Project 11

Tiny beetle with a chemical weapon: Do flea beetles use mustard oils against predators and pathogens?

Supervisors: Franziska Beran, Jonathan Gershenzon, MPI for Chemical Ecology

Background: Plants and animals are well-known to use chemical weapons to defend themselves against enemies. When this chemical defence is produced by the organism itself, a major challenge is to store the toxin safely, but ready for action when needed. Plants have solved this problem by developing two-component defence systems (Morant et al. 2008). The best studied example is the so-called 'mustard-oil bomb' in crucifers, where high amounts of non-toxic mustard-oil glucosides (glucosinolates) are stored in all plant tissues but separately from a specific β-thioglucosidase enzyme known as myrosinase (Halkier & Gershenzon 2006). When the plant tissue is damaged by herbivore feeding, mustard oil glucosides are rapidly degraded by myrosinase to toxic mustard oils (isothiocyanates). These are responsible for the sharp taste of mustard and wasabi. Due to their high reactivity, mustard oils have broad activity against bacteria, fungi, nematodes, and small herbivores. We had previously shown that Phyllotreta flea beetles emit toxic mustard-oils that are derived from sequestered mustard oil glucosides, which are activated by the beetle’s own myrosinase (Beran et al. 2011; Beran et al. 2014). However, we recently discovered that Phyllotreta actually possess several myrosinases that are differentially expressed in different life stages. These results strongly suggest one or more defensive roles of the mustard oil bomb for this insect, but the costs, benefits and targets of this strategy are unknown.

Project description: The goal of the project is to elucidate the roles of sequestered mustard-oil glucosides and mustard oils in Phyllotreta larvae and beetles in defense against entomopathogenic bacteria, fungi, and nematodes, as well as arthropod predators. Therefore, you will analyze how the insect mustard-oil bomb is organized and controlled to prevent self-intoxication in larvae and adults. To assess the ecological function, you will manipulate the levels of myrosinase activity in Phyllotreta larvae and beetles by RNA interference and CRISPR-Cas9, and compare the performance and fitness of insects with functional and suppressed chemical defense.  You will perform assays with different guilds of beetle ‘enemies’ to assay the effectiveness of their defensive phenotype in deterring predatory attack.
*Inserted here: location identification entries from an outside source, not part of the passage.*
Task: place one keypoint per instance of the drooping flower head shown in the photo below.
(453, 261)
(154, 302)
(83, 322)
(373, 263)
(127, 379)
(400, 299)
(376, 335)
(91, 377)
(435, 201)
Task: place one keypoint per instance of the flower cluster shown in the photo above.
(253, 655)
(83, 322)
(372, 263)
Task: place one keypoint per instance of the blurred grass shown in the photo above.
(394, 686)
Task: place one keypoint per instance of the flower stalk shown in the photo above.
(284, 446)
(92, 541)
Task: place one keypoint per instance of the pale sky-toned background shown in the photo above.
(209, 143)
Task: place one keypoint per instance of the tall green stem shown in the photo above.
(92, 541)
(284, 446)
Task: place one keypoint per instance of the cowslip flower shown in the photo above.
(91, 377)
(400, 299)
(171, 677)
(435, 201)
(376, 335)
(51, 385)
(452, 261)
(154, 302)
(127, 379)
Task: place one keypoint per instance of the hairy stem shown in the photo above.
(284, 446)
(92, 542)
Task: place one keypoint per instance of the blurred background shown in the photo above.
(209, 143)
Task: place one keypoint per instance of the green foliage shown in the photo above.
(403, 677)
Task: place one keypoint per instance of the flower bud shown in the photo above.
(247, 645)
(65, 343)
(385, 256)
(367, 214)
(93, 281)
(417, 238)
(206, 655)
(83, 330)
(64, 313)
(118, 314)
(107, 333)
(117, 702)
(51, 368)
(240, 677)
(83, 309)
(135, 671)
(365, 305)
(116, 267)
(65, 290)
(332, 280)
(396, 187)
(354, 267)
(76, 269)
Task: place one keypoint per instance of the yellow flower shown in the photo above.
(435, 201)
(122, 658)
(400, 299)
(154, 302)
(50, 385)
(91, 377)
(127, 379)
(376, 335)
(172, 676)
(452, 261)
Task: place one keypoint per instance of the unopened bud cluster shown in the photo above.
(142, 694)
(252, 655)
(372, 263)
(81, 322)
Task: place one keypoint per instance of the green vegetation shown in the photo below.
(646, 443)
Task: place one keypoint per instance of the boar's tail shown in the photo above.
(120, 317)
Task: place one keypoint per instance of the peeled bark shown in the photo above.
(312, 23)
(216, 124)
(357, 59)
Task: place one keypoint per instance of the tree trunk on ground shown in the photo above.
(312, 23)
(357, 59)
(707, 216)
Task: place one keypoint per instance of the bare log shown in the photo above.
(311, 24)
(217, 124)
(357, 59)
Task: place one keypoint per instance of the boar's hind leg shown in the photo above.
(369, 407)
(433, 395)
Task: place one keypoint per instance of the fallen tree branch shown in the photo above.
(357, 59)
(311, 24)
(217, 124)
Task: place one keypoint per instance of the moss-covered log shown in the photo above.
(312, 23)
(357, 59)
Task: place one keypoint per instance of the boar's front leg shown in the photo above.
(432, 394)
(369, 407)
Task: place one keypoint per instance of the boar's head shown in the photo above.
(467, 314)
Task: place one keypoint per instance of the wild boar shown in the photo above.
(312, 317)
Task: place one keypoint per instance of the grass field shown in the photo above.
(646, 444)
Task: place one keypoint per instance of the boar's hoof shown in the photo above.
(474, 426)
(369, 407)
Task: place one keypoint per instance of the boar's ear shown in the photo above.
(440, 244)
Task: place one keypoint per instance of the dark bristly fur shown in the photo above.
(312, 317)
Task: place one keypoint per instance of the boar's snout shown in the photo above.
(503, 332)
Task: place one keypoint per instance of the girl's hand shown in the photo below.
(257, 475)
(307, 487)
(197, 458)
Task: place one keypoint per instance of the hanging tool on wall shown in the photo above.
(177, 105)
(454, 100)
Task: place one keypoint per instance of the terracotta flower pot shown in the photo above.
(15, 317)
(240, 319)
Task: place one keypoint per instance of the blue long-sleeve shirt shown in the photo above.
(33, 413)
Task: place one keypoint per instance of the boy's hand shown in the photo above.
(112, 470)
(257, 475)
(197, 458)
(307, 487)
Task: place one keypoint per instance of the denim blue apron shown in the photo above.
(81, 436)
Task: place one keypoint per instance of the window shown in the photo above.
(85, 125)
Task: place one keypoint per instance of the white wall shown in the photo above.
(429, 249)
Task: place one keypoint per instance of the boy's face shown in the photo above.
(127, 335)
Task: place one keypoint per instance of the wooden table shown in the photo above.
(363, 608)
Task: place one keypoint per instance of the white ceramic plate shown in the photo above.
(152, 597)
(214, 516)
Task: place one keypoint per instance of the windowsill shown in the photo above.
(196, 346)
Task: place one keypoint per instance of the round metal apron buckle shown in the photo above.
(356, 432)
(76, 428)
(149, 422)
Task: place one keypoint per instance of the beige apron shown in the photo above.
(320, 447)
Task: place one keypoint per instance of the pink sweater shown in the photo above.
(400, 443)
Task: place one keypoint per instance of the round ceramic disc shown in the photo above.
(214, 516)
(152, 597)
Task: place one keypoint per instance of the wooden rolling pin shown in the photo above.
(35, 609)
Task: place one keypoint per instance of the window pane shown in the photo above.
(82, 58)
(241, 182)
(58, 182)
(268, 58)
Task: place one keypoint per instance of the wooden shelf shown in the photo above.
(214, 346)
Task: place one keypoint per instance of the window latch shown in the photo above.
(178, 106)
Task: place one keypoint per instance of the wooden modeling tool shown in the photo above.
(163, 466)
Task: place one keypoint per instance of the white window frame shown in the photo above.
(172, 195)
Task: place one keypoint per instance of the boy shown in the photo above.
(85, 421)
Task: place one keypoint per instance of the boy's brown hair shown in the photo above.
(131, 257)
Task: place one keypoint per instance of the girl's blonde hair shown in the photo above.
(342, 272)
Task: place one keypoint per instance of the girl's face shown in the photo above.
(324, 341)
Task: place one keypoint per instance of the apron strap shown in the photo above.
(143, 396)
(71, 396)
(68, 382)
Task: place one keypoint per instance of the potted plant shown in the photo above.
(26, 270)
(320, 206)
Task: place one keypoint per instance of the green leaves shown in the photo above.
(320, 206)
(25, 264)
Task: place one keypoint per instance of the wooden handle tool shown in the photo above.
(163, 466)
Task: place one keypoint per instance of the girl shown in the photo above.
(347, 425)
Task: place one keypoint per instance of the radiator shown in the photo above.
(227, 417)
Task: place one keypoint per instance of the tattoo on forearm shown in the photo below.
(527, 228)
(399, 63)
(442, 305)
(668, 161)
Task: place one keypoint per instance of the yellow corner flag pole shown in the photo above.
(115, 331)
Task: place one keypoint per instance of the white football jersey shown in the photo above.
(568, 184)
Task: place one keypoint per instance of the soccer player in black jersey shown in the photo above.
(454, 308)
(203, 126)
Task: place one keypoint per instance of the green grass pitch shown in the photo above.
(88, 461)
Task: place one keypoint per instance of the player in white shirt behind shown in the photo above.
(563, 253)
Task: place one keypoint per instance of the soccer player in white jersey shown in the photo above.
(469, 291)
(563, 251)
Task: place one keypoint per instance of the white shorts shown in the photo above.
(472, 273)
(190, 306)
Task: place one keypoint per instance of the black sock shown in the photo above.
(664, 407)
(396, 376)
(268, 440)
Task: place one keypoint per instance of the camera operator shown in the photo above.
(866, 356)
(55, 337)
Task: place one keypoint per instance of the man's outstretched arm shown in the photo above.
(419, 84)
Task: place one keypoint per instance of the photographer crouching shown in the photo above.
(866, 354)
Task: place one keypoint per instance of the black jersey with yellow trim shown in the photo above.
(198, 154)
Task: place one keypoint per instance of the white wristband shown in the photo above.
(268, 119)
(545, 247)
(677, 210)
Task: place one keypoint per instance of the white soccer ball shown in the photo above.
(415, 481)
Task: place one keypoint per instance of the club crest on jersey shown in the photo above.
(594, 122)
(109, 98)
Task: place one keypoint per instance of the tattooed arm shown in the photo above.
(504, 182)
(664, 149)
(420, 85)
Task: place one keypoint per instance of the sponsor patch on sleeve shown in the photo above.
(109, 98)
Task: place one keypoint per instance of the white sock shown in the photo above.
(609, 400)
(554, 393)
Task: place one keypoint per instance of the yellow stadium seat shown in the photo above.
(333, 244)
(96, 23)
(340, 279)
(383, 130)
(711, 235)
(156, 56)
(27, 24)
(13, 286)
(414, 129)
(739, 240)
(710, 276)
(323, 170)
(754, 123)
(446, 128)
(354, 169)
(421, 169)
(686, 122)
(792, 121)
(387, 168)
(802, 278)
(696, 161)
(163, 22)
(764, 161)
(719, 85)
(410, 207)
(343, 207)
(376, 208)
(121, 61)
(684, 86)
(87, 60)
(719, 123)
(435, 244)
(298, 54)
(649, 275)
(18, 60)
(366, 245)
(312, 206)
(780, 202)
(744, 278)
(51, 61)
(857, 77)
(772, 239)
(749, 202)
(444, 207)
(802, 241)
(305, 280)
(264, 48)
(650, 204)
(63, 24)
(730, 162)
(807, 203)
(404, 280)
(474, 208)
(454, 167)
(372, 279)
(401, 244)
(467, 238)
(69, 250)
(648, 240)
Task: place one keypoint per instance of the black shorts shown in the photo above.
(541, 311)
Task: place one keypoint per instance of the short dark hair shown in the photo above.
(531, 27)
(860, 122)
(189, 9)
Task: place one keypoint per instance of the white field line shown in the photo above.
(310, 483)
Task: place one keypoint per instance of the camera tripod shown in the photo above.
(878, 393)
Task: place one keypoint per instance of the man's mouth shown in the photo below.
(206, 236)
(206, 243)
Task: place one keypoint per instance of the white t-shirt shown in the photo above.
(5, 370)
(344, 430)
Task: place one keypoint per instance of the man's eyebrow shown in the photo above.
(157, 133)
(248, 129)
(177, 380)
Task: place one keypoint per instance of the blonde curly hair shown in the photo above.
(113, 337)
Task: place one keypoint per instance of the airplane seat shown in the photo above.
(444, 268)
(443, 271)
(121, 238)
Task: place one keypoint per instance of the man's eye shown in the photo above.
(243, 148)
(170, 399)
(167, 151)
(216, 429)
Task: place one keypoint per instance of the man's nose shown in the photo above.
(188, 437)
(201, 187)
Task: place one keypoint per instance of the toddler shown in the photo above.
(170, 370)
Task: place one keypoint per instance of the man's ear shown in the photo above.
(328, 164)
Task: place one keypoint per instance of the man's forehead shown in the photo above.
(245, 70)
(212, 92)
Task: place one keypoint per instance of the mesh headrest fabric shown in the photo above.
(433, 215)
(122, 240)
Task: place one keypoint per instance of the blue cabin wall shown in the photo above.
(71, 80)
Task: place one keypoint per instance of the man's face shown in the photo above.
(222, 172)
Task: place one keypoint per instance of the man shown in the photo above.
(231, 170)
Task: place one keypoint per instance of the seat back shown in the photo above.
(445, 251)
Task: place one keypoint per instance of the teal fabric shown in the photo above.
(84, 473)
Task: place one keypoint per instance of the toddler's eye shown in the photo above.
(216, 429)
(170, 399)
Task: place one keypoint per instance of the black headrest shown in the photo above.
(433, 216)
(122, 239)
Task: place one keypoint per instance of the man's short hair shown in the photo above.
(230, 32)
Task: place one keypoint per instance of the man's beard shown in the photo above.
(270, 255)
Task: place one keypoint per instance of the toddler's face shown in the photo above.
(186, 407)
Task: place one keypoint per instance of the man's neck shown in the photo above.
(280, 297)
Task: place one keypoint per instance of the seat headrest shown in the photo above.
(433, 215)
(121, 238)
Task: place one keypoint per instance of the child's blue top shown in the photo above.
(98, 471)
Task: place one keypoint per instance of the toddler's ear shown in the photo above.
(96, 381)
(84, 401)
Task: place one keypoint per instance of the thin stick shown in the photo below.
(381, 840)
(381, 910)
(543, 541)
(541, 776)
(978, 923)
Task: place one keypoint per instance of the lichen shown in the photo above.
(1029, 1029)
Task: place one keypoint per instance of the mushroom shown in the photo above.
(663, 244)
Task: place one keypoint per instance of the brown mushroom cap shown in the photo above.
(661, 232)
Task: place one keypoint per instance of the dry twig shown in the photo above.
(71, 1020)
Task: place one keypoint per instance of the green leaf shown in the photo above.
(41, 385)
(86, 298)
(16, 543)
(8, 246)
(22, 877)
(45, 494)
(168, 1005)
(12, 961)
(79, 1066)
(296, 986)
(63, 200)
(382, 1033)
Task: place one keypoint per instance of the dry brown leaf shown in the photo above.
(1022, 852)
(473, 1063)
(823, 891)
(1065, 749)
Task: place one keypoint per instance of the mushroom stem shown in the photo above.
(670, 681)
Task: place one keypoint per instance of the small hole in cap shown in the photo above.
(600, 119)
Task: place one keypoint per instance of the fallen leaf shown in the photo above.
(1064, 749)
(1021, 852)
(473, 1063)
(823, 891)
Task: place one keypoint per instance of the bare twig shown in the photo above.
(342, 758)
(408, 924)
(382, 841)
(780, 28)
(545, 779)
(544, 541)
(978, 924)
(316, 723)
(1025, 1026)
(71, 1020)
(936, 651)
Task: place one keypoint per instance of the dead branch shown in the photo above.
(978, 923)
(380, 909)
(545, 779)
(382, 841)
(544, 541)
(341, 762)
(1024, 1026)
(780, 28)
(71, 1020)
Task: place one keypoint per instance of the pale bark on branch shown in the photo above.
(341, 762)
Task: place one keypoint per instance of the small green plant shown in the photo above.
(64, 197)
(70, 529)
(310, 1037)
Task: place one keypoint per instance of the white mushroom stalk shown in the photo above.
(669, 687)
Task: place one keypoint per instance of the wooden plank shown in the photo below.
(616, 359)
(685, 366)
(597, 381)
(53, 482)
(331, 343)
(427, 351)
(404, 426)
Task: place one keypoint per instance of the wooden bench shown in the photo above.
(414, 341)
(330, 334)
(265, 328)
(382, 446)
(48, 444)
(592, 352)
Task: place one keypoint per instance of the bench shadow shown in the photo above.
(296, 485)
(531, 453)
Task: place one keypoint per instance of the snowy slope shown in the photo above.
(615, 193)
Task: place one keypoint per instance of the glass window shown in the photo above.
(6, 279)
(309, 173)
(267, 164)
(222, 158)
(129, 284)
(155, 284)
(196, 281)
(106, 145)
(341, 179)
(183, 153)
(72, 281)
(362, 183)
Candidate profile: We are searching for a highly motivated student with a scientific and curiosity-driven attitude and a strong interest in interdisciplinary research combining molecular biology, chemistry, and ecology. Excellent communication skills and proficiency in written and spoken English is required.

References:

  • Beran F, Mewis I, Srinivasan R, et al. (2011) Male Phyllotreta striolata (F.) produce an aggregation pheromone: identification of male-specific compounds and interaction with host plant volatiles. Journal of Chemical Ecology
  • Beran F, Pauchet Y, Kunert G, et al. (2014) Phyllotreta striolata flea beetles use host plant defense compounds to create their own glucosinolate-myrosinase system. Proceedings of the National Academy of Sciences of the United States of America
  • Halkier BA, Gershenzon J (2006) Biology and biochemistry of glucosinolates. Annual Review of Plant Biology 57, 303-333.
  • Morant AV, Jorgensen K, Jorgensen C, et al. (2008) beta-glucosidases as detonators of plant chemical defense. Phytochemistry 69, 1795-1813.